Re: [PATCH] kvm: x86: disable KVM_FAST_MMIO_BUS

From: Michael S. Tsirkin
Date: Wed Aug 16 2017 - 10:06:59 EST


On Wed, Aug 16, 2017 at 03:37:47PM +0200, Paolo Bonzini wrote:
> On 16/08/2017 14:07, Radim KrÄmÃÅ wrote:
> > 2017-08-16 13:22+0200, Paolo Bonzini:
> >> Microsoft pointed out privately to me that KVM's handling of
> >> KVM_FAST_MMIO_BUS is invalid. Using skip_emulation_instruction is invalid
> >> in EPT misconfiguration vmexit handlers, because neither EPT violations
> >> nor misconfigurations are listed in the manual among the VM exits that
> >> set the VM-exit instruction length field.
> >>
> >> While physical processors seem to set the field, this is not architectural
> >> and is just a side effect of the implementation. I couldn't convince
> >> myself of any condition on the exit qualification where VM-exit
> >> instruction length "has" to be defined; there are no trap-like VM-exits
> >> that can be repurposed; and fault-like VM-exits such as descriptor-table
> >> exits provide no decoding information. So I don't really see any elegant
> >> way to fix it except by disabling KVM_FAST_MMIO_BUS, which means virtio
> >> 1 will go slower.
> >
> > Do you have some numbers?
>
> Raw number from vmexit.flat on Haswell-EP:
>
> mmio-no-eventfd:pci-mem 5793
> mmio-wildcard-eventfd:pci-mem 1395
> mmio-datamatch-eventfd:pci-mem 2268
>
> So roughly 900 clock cycles. Most of the work is the four memory reads
> done by x86_decode_insn, three to walk the page tables and one to fetch
> the instruction.
>
> > We could keep the ugliness in KVM and add a new skip function with
> > emulate_instruction(vcpu, EMULTYPE_SKIP) to decode the length of the
> > instruction. (Adding a condition just for EPT violation exit reason to
> > the existing skip function would be a dirtier solution.)
> > Slower than what we have now, but faster than full emulation.
>
> This is actually a good idea, and not ugly at all! The main cost is
> translating the physical address of the instruction and fetching the
> bytes, so only 200 clock cycles are saved.

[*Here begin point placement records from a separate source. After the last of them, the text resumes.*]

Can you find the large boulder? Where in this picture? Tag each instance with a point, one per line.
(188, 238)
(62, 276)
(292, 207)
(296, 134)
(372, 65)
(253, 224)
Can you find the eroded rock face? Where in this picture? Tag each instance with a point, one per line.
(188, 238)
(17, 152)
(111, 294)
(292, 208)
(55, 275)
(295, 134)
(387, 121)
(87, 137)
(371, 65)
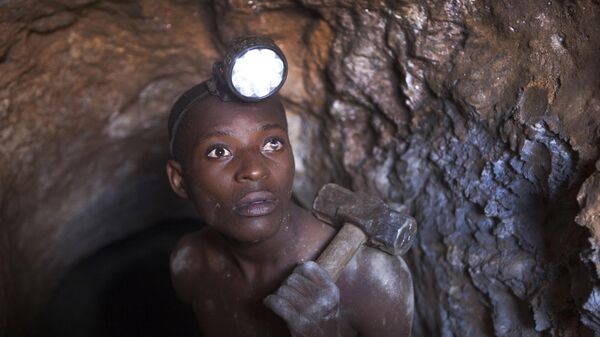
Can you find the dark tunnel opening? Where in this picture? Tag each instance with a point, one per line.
(124, 289)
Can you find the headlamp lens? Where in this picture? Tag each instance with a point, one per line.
(257, 73)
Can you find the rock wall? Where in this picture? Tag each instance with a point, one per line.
(481, 118)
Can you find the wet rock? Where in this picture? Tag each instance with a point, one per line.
(479, 117)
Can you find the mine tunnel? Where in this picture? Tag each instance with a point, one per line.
(479, 118)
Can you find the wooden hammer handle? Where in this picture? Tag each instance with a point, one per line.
(341, 250)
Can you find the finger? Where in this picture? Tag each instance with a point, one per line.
(298, 324)
(314, 272)
(281, 307)
(302, 284)
(294, 298)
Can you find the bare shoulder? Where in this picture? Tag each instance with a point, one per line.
(377, 289)
(189, 260)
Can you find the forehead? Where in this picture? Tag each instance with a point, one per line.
(211, 113)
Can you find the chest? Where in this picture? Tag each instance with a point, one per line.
(237, 311)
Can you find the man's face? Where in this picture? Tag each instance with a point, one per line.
(240, 169)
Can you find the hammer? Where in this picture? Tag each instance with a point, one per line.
(364, 217)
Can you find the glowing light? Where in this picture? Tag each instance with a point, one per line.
(257, 73)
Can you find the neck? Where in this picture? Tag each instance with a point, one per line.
(273, 254)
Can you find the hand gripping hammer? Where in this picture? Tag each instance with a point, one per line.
(364, 218)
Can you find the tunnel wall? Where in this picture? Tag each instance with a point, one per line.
(480, 118)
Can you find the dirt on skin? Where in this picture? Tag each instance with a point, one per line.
(481, 118)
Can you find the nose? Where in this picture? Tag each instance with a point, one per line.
(251, 167)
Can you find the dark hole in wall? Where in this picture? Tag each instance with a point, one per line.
(123, 290)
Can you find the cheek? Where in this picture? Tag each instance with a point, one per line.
(206, 191)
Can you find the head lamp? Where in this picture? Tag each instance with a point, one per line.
(253, 69)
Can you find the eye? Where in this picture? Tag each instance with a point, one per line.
(272, 144)
(218, 151)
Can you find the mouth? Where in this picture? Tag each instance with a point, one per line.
(255, 204)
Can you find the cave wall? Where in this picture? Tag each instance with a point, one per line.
(481, 118)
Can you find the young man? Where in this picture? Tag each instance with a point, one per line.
(249, 272)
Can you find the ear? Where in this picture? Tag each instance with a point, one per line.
(174, 173)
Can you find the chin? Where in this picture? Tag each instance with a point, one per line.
(258, 229)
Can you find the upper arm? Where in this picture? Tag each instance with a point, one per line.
(184, 265)
(380, 295)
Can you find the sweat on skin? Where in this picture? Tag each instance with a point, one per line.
(245, 273)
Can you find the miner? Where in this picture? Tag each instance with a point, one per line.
(250, 271)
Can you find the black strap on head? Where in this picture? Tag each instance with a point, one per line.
(181, 106)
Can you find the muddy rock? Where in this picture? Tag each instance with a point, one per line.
(480, 117)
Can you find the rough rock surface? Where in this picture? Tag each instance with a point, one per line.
(480, 117)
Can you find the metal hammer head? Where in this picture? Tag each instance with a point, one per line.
(386, 228)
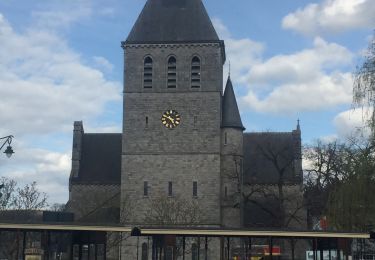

We actually know what to expect (a write) so we could maybe
optimize this some more with a dedicated function just for this.

>
> However, the eventfd is written before decoding, while full emulation
> would write it after. So while VCPU thread latency is worse compared to
> skip_emulated_instruction, latency to the iothread remains small.
>
> Paolo